Englands Fußball-Legende feiert den 70er:
Bobby Charlton machte 759 Spiele für ManU

Weltmeister von 1966 wurde von der Queen geadelt Machte 247 Tore für Manchester und 49 für England

Englands Fußball-Legende feiert den 70er:
Bobby Charlton machte 759 Spiele für ManU

Seinen Vereinsrekord von 759 Spielen für Manchester United wird ihm der walisische Mittelfeldstar Ryan Giggs (727) zwar bald entreißen. Doch Sir Bobby Charlton, der heute seinen 70. Geburtstag feiert, stört dies nicht im geringsten. "Ich fände es großartig, wenn ich die Gelegenheit hätte, auf das Spielfeld zu marschieren und Ryan eine Trophäe zu überreichen", sagte Charlton kürzlich. Und ergänzte: "Wenn sie mich bei ManU nicht fragen, dann gehe ich ihnen so lange auf die Nerven, bis sie es tun."

Sein Charakter und der respektvolle Umgang mit anderen Spielern haben Charlton stets ausgezeichnet. Und seinem Legenden-Status wird der Rekordverlust keinen Abbruch tun, denn zwei andere Bestmarken werden wohl noch länger Bestand haben: 247 Tore für Manchester United und 49 Treffer für England.

Erstes Spiel mit verstauchtem Knöchel
Charlton wurde 1937 in ärmlichen Verhältnissen im Bergarbeiter-Städtchen Ashington in der nordenglischen Grafschaft Northumberland geboren. Drei seiner Onkel waren Profi-Kicker, Newcastle Uniteds Stürmerstar Jackie Milburn ein Cousin seiner Mutter Cissie. Als 17-Jähriger ging Charlton zu "ManU", bestritt 1956 sein erstes Pflichtspiel und schoss prompt zwei Tore. Um eingesetzt zu werden, musste er den legendären Trainer Matt Busby aber anschwindeln. "Mr. Busby fragte mich, ob ich okay sei", erinnerte sich Charlton an seine Premiere. "Ich hatte einen verstauchten Knöchel, aber das wollte ich nicht zugeben, also drückte ich mir selbst die Daumen und sagte: Ja."
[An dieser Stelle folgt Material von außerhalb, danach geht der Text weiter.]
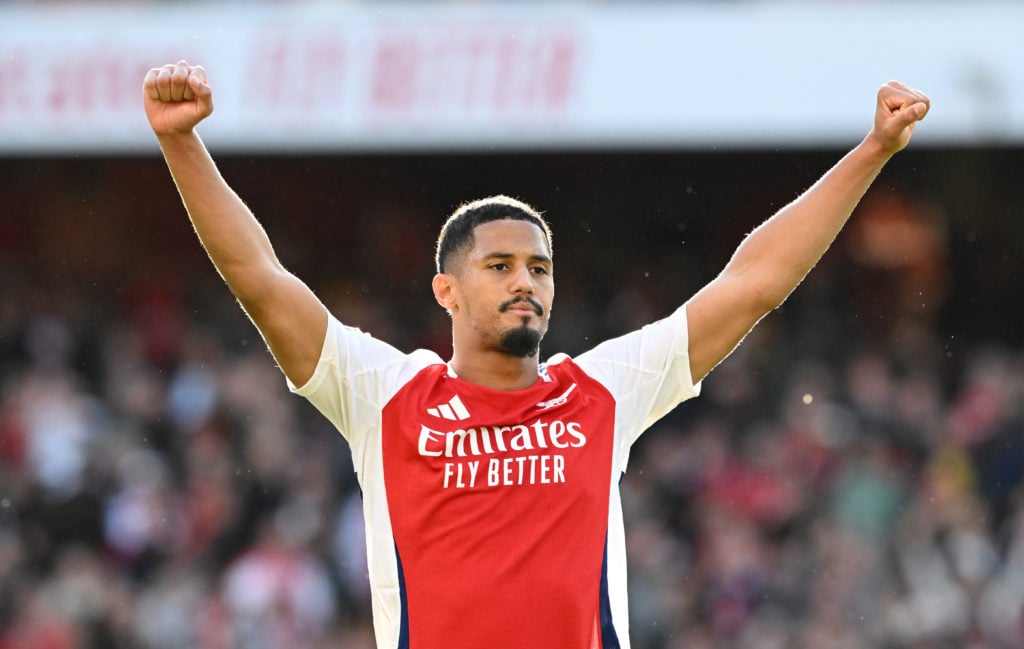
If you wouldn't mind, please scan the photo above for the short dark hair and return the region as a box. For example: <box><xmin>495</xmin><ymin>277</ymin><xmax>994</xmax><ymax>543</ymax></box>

Überlebte den Flugzeugcrash 1958
Er erkämpfte einen Stammplatz bei den "Busby Babes", Manchesters junger Wundertruppe, die ganz Europa mit Tempofußball begeisterte. Die aber bei einer Flugzeug-Katastrophe jäh zerbrach: Nach einer Zwischenlandung beim Rückflug vom Europacup-Spiel gegen Partizan Belgrad (3:3) - Charlton schoss zwei Tore und seine Mannschaft ins Halbfinale - stürzte der Jet beim Startversuch in München im dichten Nebel ab. Acht Spieler und weitere Club-Offizielle starben, Charlton kam mit Kopfverletzungen davon. Nach nur einem Monat konnte er wieder spielen, aber die Tragödie verfolgt ihn bis heute: "Manchmal fühlt sich die Erinnerung daran eher leicht an, wie ein kleiner Strich auf einem ansonsten sonnigen Bild, aber manchmal packt sie mich mit schrecklicher Wehmut und Traurigkeit", schrieb er in seinen Memoiren.

Weltmeister 1966
Beim mühsamen Wiederaufbau war elegant spielende Charlton Dreh- und Angelpunkt des Teams, das mit Assen wie George Best und Denis Law zu neuer Stärke fand. 1965 und 1967 gewann Charlton mit "ManU" den Meistertitel und 1966 mit England die bisher einzige Weltmeisterschaft im legendären Wembley-Finale gegen Deutschland (4:2). Ein weiterer Höhepunkt seiner Laufbahn war der Europacup-Triumph mit "ManU" 1968: Beim 4:1 über Benfica Lissabon traf Charlton zweimal. Die folgende Feier ließ er aus und gedachte lieber still der in München verunglückten Kameraden.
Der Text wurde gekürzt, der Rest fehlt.